Réalisation : John Sayles

Avec : Rosanna Arquette, Vincent Spano

Sayles semble avoir adapté un scénario original, c’est assez rare pour le signaler. Aucune idée s’il s’agit d’un scénario qu’on lui a demandé de continuer ou une commande (ça reste un film indépendant, mais à visée commerciale, puisqu’il s’agit d’un film pour ado, ou presque, donc avec des visées limitées si c’est le cas), quoi qu’il en soit, lui qui se sera essayé à tous les genres, s’en sort pas mal dans cet exercice de style particulier qu’est le teen movie. Le film est une variation du thème de Roméo et Juliette avec un accent plus social, voire dramatique, que comique. Loin de certaines horreurs populaires dans les années 80 (Ferris Bueller ou Fatal Games pour nommer les pires).

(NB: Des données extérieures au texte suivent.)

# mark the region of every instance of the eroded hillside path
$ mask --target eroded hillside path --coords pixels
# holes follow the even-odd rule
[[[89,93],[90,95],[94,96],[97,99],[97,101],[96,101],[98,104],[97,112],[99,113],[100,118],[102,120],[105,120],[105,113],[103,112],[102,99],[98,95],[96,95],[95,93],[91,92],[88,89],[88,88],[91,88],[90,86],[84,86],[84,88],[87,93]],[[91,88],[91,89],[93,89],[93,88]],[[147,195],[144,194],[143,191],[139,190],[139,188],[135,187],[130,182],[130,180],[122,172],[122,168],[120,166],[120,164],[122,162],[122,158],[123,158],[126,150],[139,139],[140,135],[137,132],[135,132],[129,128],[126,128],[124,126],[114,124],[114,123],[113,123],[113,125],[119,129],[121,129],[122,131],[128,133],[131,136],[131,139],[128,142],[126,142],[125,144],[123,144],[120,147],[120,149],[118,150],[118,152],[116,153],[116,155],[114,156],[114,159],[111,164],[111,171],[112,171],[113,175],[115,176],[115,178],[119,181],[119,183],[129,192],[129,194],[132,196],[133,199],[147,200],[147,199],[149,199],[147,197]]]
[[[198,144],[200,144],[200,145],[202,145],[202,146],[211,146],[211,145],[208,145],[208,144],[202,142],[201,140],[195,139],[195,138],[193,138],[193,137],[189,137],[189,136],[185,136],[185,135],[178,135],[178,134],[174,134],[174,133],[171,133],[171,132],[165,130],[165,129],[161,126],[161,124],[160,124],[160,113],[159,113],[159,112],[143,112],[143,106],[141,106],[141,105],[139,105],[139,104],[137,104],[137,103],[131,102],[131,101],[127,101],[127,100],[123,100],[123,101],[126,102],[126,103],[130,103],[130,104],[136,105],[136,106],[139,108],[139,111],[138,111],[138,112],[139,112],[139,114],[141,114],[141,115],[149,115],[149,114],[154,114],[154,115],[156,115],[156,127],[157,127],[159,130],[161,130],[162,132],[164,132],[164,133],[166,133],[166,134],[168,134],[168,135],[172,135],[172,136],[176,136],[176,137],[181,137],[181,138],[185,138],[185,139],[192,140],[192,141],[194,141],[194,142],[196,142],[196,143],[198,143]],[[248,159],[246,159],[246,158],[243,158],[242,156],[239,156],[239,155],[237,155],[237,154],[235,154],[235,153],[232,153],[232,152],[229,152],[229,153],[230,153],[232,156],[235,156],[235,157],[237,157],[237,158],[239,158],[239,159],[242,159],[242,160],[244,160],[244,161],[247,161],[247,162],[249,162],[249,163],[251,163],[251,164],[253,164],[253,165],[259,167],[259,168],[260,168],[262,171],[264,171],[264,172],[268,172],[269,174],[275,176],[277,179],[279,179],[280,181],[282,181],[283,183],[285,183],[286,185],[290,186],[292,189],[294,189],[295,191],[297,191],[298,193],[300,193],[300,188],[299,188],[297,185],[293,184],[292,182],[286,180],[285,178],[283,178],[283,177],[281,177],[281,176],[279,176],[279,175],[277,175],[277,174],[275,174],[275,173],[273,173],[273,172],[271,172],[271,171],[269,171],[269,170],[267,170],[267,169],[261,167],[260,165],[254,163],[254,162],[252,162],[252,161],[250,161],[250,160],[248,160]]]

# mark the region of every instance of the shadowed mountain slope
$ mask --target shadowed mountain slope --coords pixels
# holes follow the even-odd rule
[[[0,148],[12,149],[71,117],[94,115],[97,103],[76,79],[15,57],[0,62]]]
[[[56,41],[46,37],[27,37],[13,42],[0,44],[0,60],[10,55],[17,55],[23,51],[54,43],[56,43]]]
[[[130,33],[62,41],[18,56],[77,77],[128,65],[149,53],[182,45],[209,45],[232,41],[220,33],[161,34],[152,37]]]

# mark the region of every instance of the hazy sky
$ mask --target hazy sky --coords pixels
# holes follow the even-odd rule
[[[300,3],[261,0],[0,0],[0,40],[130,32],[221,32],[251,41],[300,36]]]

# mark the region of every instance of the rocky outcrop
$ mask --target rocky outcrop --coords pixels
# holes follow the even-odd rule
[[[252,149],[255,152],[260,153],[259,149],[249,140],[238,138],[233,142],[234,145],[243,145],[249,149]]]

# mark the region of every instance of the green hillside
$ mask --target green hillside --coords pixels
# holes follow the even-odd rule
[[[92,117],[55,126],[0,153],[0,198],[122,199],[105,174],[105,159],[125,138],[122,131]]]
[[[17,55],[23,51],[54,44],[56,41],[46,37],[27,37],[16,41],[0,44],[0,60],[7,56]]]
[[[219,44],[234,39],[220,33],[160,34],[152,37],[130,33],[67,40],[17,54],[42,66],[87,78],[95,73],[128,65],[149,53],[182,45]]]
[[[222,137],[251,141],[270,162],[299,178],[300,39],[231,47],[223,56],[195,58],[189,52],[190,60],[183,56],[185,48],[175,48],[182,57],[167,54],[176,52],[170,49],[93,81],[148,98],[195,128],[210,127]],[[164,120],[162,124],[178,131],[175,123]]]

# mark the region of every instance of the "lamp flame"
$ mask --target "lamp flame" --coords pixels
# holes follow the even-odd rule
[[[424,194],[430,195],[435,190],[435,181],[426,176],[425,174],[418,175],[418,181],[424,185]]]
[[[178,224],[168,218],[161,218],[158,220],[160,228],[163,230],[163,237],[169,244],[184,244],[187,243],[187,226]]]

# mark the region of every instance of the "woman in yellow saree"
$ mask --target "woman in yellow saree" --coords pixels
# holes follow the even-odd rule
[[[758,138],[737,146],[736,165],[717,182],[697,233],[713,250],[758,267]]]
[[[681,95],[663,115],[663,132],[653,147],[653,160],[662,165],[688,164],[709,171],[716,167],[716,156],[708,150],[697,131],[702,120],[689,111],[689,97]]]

La mise en scène est propre et dynamique, même si elle n’a pas le génie, la petite idée, qui arrive parfois à élever un sujet, une performance ou une situation. Mais vu les audaces pas toujours bienvenues que se permettra Sayles l’année suivante dans Brother, ce serait plutôt un bon point.

On peut remarquer toutefois dans l’écriture un petit trou d’air aux 3/5ᵉ du film après le bal de promo parce qu’on s’imaginait sans doute suivre le type de récit habituel dans ce genre de films, à savoir voir le film ne jamais aller au-delà de la soirée tant attendue.

L’atout assez inattendu du film (à l’image de Nicole Kidman dans Calme blanc), c’est son actrice principale : Rosanna Arquette. D’une spontanéité et d’une précision rare, elle donne en permanence à voir (elle ‘donne à voir’ ce qu’elle pense ou ressent sans que cela paraisse préparé ou réfléchi), et est chou comme tout. Malheureusement, on voit déjà ce qui clochera dans la suite de sa carrière dès cette seconde partie du film où elle est censée être à l’université. La spontanéité, la fraîcheur, c’est parfait pour jouer les ingénues, ça l’est encore pour jouer les adultes immatures, mais jouer les adultes immatures à quarante ans, on aurait plutôt tendance à s’en agacer. (D’un autre côté, l’autorité naturelle, l’intensité et l’intelligence d’une Nicole Kidman par exemple, même dans des navets, feront la différence pour décrocher des rôles dans des superproductions.)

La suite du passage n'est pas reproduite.